This salad calls for adwiya, which is a combination of spices and rose petals, commonly used in Persian cuisine. When added to plain butternut squash, citrus and mint, you get a flavor that is bright, fruity, and floral. This 6-ingredient grain salad on top of a bed of fresh greens makes weeknight summer dinners a snap.


Photo by Ellen Gibbs

Persian-Inspired Barley Salad

  • Prep Time:15 minutes
  • Cook Time:15 minutes
  • Total Time:30 minutes
  • Servings:4
  • Easy


  • 2 cup diced butternut squash
  • 1 tablespoon Persian adwiya spice
  • 1 orange
  • 1 8.8 oz bag of dried barley
  • 3 tablespoon coarsely chopped mint
  • 1 teaspoon orange zest
Photo by Ellen Gibbs
  • Step 1

    Preheat the oven to 450˚F. While the oven preheats, toss the diced butternut squash with the adwiya on a baking sheet.
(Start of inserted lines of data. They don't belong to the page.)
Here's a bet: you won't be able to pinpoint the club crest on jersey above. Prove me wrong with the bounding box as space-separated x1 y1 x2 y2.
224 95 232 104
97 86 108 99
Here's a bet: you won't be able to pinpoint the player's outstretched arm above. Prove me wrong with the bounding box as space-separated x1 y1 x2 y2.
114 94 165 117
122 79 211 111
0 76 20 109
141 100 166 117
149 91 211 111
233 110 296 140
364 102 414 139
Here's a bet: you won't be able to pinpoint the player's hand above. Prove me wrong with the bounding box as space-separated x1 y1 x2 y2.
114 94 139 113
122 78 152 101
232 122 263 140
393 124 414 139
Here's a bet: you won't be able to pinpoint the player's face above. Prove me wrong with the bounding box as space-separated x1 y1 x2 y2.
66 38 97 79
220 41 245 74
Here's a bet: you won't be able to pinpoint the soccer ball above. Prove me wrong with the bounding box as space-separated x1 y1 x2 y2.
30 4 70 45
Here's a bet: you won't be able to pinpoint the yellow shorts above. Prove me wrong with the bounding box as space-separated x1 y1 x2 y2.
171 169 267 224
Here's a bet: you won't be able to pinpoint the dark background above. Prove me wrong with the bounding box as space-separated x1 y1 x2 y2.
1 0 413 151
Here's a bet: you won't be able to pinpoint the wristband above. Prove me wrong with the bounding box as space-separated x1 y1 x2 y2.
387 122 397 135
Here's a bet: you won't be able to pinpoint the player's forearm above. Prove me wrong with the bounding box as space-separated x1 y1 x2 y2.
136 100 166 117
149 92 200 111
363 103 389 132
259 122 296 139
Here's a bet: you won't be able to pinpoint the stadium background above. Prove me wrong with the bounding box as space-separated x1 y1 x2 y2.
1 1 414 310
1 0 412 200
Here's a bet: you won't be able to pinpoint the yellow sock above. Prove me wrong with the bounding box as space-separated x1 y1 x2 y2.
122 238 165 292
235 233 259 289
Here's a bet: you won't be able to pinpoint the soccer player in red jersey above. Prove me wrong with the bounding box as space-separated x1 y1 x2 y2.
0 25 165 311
Bake for about 15 minutes, or until fork tender.

    Photo by Ellen Gibbs
  • Step 2

    Bring two cups of water to a boil. Add the barley, stirring occasionally. Cook until the water has been absorbed, about 10 minutes.

    Photo by Ellen Gibbs
  • Step 3

    Reserve 1 teaspoon of zest before segmenting your orange. Add orange segments and zest to a large bowl.

    Photo by Ellen Gibbs
  • Step 4

    Coarsely chop the mint, adding it to the bowl.

    Photo by Ellen Gibbs
  • Step 5

    Finally, stir in the cooked butternut squash and barley. Can be served immediately, or chilled in the refrigerator for up to a week.